Schützt das Beichtgeheimnis!

In Irland, einem meist als sehr katholisch geltenden europäischen Staat, bahnt sich ein neuer Angriff auf das Beichtgeheimnis an. Der radikal antikatholische Justizminister Alan Shatter hat nun, einem Bericht von LifeSiteNews zufolge, den bereits vor einigen Monaten diskutierten Gesetzesentwurf ins irische Parlament (Dail) eingebracht. Der Entwurf sieht vor, dass Priester, denen ein Fall von sexuellem Missbrauch gebeichtet wird, dies sofort der Polizei melden müssen; andernfalls drohen ihnen Haftstrafen von bis zu fünf Jahren.

Die irische Regierungskoalition aus Arbeiterpartei und Liberalen, der auch Shatter angehört, verfügt  über die Mehrheit der Sitze.

Während der Vatikan bereits klar und deutlich erklärt hat, dass das Beichtgeheimnis unantastbar ist und die irischen Priester dazu aufgerufen hat, das Gesetz zu ignorieren, ist die irische Bischofskonferenz bisher hauptsächlich durch ihr Schweigen aufgefallen, wie LifeSiteNews berichtet. Dort heißt es:

To date, no formal statement has been issued on the subject by the Irish Catholic bishops in defence of the Church’s ancient legal privilege. Auxiliary Bishop Raymond W. Field of Dublin was quoted in the Irish Independent last week saying only, “The seal of the confessional is inviolable as far as I am concerned, and that’s the end of the matter.”

[Bis heute haben die irischen katholischen Bischöfe noch keine formale Erklärung zu dem Thema veröffentlicht, in der sie das uralte rechtliche Privileg der Kirche verteidigt hätten. Hilfsbischof Raymond W. Field von Dublin wurde vom Irish Independent in der letzten Woche nur mit den Worten zitiert: „Das Beichtsiegel ist so weit es mich betrifft unverletztlich, und damit hat es sich.“]
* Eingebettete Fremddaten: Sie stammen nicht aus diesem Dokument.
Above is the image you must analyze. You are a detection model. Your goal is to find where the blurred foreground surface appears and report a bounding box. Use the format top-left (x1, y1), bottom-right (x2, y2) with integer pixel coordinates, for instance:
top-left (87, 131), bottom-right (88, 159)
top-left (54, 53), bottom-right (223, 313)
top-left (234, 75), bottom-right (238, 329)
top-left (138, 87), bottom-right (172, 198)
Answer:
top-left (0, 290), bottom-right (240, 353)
Wie nicht anders zu erwarten haben wir also Statements einzelner Bischöfe, aber kein gemeinsames, entschlossenes Auftreten des irischen Episkopats.
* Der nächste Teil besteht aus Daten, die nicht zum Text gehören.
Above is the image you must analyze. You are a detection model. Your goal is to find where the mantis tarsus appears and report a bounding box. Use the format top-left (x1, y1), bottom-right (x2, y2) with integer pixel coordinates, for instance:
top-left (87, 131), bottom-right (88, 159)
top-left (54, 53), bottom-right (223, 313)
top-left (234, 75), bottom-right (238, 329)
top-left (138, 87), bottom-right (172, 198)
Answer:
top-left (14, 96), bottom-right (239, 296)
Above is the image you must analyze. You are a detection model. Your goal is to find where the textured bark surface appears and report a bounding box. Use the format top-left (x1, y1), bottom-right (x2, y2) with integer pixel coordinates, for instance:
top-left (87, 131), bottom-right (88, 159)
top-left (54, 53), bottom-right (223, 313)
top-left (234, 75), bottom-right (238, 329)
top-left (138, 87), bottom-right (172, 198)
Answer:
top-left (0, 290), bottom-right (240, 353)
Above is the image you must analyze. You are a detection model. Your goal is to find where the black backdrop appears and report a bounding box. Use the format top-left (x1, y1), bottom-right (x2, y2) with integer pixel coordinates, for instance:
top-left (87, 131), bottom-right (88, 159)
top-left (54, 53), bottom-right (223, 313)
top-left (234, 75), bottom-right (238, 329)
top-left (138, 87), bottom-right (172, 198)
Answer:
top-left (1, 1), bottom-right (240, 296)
Sollte so ein Gesetz Schule machen und auch in Deutschland irgendwann kommen, werden auch hier einige wenige Bischöfe dagegen kämpfen und der Rest wird schweigen und sich anpassen.
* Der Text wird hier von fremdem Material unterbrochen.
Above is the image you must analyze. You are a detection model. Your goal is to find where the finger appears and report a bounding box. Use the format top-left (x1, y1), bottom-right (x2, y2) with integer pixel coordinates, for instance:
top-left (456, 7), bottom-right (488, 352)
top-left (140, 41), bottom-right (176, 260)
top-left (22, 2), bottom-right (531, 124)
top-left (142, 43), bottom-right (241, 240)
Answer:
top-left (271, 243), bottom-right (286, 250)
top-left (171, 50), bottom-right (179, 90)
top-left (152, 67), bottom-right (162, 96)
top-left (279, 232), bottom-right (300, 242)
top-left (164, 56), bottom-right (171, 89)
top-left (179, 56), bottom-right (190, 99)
Das kommt davon, wenn man sein Rückgrat in verweichlichten Priesterseminaren abgegeben hat, oder niemals eins hatte. Für den wahren Glauben und die Rechte der Kirche werden sich einige irische Bischöfe wohl kaum strafrechtlich belangen lassen, und sich damit in die wachsende Zahl der Beweise für den Ausspruch einreihen, dass die Krise der Kirche eine Krise der Bischöfe ist.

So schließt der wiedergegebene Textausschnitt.